Andar, maneira de falar, dançar, rir - Kacho brilha e demonstra toda a paleta de emoções de seu herói, permitindo que a história corra constantemente entre a tragédia e a comédia, e o personagem entre a ironia e tristeza.
Toda a família do protagonista corresponde ao nível, no final parecem tão orgânicos que é simplesmente impossível não simpatizar com eles.
Diálogos no limite
Toda vez que "Bardo" quer fazer você rir, ele consegue - há diálogos e piadas simplesmente excelentes. São muitos, são diferentes, muitas vezes beirando os episódios mais tristes do filme. E, ao mesmo tempo, o timing é mantido perfeitamente - não há um único diálogo muito longo.
Talvez os monólogos sejam muito mais complicados. A maioria deles combina pathos e exposição desse pathos. Acontece contraditório, mas humano demais para ver isso como um problema. Assim que o herói pronuncia a frase “com significado”, que um adolescente poderia tatuar no braço, ele imediatamente a refuta. Mais algumas frases - e de repente descobri que o comentário não era tão estúpido - bem, o personagem está certo!
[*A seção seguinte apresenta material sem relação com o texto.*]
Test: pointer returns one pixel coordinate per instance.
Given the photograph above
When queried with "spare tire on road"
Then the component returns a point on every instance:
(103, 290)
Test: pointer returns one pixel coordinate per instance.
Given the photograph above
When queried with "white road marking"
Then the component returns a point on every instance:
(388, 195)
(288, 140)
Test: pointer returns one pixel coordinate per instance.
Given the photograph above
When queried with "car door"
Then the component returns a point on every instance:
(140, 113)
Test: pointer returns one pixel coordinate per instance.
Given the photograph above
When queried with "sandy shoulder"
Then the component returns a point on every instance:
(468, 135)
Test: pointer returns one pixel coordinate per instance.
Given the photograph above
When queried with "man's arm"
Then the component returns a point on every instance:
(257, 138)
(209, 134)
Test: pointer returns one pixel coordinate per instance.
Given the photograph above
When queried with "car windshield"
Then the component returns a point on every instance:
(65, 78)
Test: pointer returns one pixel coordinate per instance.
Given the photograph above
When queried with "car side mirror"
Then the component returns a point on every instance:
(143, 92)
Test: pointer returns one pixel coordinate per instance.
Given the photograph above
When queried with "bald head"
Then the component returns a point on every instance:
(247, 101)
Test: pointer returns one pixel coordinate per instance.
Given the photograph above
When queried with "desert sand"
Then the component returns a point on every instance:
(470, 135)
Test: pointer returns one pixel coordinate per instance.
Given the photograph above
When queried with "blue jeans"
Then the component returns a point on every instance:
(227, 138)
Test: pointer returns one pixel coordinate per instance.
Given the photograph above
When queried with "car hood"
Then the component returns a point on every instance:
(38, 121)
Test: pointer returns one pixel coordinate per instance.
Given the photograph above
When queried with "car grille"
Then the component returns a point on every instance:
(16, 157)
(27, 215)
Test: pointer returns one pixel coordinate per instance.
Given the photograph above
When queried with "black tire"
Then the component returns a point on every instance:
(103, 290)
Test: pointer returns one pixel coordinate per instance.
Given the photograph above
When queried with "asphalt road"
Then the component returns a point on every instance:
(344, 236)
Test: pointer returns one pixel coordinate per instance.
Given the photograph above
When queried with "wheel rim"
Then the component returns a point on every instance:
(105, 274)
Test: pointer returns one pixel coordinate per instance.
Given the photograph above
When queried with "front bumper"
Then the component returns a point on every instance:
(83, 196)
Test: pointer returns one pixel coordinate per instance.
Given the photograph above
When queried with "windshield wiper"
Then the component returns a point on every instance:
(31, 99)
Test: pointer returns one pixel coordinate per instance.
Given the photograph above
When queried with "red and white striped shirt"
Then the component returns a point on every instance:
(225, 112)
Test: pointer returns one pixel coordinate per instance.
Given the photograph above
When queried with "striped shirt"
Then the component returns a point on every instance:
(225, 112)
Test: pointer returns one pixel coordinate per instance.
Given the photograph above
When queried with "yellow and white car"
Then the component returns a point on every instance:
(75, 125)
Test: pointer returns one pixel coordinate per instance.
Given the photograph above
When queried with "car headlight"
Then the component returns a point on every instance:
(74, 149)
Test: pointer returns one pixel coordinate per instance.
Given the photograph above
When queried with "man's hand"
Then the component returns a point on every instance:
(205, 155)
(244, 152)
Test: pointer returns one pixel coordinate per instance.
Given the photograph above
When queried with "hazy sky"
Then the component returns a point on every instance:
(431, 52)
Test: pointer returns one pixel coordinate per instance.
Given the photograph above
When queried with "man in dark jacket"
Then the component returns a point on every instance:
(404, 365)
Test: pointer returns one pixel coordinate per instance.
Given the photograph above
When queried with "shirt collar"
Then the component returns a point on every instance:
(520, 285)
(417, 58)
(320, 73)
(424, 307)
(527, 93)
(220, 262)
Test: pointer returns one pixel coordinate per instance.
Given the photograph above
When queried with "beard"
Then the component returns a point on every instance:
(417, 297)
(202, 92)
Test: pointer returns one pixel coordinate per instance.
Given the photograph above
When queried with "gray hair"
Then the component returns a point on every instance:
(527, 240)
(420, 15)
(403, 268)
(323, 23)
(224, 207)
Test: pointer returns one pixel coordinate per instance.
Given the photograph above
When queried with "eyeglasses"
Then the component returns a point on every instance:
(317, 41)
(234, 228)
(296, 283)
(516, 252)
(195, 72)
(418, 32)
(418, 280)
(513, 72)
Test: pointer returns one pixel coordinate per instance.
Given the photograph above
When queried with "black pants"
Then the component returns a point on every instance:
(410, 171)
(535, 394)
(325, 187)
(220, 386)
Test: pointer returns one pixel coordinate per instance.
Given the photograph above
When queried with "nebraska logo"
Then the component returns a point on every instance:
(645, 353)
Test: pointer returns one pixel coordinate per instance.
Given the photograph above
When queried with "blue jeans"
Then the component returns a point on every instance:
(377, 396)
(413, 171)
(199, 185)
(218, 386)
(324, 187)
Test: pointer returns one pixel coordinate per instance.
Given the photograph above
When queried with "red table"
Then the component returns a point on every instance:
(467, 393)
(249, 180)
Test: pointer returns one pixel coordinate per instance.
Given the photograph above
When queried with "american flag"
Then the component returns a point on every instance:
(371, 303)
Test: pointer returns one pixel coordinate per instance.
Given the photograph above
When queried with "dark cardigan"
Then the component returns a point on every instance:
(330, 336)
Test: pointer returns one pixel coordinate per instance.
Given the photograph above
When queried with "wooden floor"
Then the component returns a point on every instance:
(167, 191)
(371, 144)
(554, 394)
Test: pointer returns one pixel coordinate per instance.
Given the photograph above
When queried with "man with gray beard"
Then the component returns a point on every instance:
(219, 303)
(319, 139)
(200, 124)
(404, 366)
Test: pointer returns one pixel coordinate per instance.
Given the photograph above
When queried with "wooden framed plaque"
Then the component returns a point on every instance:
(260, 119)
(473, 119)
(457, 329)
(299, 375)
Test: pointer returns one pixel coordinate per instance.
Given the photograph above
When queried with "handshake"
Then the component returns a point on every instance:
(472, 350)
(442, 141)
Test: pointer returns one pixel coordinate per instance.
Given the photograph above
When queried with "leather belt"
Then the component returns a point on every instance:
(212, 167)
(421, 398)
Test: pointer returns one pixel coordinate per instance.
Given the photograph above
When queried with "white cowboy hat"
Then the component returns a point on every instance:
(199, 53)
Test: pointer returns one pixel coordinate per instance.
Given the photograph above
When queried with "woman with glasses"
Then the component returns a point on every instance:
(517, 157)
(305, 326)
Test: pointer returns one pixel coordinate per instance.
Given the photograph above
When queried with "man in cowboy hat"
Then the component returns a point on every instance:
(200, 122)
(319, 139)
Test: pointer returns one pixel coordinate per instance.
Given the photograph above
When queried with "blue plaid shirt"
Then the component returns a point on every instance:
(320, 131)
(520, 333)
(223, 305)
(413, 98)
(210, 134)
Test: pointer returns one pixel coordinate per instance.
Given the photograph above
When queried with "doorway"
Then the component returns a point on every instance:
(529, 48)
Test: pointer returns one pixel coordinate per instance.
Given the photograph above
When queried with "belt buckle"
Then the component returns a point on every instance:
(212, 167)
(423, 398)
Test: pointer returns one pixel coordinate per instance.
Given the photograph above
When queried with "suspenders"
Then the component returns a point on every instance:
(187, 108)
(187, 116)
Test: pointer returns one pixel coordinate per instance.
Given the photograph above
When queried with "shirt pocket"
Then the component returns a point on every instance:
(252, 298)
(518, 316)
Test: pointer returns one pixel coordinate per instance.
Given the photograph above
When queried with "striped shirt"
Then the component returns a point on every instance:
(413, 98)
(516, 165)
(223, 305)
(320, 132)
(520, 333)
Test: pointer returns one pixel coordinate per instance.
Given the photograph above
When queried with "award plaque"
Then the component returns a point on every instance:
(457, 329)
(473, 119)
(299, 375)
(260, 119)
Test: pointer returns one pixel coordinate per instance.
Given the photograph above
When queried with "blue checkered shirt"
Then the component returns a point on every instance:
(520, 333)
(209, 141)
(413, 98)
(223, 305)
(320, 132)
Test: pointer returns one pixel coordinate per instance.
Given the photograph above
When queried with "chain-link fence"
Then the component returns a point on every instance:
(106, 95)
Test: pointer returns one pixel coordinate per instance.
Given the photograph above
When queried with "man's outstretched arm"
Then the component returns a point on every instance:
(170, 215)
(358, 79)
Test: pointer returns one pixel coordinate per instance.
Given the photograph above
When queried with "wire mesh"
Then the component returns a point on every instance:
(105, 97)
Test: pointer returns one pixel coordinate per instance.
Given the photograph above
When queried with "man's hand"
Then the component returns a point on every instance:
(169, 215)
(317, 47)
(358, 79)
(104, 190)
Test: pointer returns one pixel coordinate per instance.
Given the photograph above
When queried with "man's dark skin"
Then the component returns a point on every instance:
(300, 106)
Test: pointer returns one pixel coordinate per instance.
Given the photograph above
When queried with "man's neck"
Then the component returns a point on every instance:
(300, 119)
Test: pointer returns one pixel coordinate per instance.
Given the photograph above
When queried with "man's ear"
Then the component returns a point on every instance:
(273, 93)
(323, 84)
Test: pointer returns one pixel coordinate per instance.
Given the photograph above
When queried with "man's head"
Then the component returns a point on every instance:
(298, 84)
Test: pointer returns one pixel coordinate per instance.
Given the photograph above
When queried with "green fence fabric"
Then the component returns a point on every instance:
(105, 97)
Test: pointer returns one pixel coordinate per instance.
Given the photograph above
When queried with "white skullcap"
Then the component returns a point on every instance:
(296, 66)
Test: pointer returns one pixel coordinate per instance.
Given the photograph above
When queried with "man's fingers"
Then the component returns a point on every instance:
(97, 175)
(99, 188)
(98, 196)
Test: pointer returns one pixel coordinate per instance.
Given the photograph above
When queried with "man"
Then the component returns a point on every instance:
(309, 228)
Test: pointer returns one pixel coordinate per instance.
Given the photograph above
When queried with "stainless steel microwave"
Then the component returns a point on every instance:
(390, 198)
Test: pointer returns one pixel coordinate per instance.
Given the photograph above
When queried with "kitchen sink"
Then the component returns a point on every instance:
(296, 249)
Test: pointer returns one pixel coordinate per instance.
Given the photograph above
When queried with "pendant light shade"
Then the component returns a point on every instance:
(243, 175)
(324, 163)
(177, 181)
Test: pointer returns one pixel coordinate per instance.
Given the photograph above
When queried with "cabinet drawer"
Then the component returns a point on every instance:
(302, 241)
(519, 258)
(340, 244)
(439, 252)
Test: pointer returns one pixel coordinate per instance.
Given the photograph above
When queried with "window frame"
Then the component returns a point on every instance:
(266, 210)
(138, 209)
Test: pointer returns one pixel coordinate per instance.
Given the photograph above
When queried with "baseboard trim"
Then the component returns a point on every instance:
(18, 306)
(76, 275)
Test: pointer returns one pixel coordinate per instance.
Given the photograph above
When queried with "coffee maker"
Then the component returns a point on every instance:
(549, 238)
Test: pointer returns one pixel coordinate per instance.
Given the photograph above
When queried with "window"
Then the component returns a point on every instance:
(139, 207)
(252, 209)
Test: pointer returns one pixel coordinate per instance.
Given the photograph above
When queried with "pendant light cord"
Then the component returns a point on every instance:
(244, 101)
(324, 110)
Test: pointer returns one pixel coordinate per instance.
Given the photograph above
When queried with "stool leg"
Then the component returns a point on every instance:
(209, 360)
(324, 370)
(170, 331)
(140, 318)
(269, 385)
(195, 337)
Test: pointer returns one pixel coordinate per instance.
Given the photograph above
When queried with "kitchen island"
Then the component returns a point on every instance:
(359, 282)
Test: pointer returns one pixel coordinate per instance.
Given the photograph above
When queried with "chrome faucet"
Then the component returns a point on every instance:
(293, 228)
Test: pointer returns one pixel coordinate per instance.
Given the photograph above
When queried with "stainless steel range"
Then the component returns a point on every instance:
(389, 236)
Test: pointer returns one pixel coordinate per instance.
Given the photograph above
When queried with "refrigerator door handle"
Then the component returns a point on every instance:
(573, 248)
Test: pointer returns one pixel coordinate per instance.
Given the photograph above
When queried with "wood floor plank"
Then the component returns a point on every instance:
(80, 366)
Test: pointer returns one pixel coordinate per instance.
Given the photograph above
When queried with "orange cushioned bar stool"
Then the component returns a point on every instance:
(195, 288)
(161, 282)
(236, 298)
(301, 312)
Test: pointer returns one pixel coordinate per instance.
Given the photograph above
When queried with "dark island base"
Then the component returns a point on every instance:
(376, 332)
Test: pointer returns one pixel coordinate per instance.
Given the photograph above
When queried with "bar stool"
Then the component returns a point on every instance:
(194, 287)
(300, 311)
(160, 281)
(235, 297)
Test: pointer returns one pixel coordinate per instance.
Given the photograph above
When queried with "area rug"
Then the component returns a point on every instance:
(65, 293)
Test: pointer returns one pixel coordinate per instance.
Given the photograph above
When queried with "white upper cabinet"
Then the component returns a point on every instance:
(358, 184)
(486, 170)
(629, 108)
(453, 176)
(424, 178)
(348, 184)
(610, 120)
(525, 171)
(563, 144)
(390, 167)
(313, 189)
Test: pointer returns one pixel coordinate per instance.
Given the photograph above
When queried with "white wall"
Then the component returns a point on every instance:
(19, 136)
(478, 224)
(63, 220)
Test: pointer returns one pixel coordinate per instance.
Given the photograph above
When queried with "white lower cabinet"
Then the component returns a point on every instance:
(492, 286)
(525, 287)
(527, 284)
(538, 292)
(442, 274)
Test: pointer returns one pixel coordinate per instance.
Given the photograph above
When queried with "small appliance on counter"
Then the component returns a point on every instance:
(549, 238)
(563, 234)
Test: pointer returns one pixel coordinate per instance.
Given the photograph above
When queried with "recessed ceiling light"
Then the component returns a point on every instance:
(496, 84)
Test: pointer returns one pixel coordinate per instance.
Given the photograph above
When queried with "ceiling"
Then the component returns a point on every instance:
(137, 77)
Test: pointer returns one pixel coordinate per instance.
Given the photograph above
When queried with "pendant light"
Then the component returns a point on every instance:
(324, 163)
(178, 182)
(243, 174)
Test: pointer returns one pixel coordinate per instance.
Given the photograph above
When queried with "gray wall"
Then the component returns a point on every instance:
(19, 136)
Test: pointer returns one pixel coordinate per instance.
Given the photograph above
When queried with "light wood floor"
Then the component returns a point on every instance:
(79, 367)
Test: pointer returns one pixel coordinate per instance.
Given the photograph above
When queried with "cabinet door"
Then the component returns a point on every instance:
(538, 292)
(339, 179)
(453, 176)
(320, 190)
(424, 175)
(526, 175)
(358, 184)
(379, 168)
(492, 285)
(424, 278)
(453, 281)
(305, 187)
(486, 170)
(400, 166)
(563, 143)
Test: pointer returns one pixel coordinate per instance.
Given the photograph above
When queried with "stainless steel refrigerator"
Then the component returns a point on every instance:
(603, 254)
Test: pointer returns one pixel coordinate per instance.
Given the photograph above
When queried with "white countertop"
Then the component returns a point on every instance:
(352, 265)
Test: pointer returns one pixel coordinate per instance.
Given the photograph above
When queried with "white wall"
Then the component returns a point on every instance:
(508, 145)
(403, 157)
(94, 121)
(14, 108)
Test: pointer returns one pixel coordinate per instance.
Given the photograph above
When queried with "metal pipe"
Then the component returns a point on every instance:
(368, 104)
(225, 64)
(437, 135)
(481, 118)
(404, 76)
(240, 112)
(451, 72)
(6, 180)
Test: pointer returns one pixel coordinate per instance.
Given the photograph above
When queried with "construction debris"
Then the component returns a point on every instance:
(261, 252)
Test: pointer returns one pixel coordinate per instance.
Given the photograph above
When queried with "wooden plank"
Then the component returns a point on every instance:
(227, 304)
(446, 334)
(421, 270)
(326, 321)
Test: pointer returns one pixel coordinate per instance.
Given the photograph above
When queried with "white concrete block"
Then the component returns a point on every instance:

Curiosamente, de todos os personagens secundários, apenas um nunca duvida de Silverio - sua esposa. Até os filhos podem se dar ao luxo de censurar o pai por ser messiânico ou superproteção. Mas a esposa só zomba do marido, nunca tocando em seu trabalho. Isso pode ser uma coincidência, mas acaba sendo bonito demais para ser ignorado.
"Bardo. Uma Falsa Crônica de um Punhado de Verdades” demonstra o mundo interior de um indivíduo, Alejandro González Iñárritu, e imediatamente expõe essa tentativa pretensiosa com a ajuda do absurdo e da auto-ironia. Talvez seja o humor que permite a Iñarritu falar sobre temas que de outra forma não conseguiria abordar.
O resultado é uma viagem inesquecível e comovente ao mundo dos sonhos de uma pessoa estranha que entende os outros mais do que a si mesmo.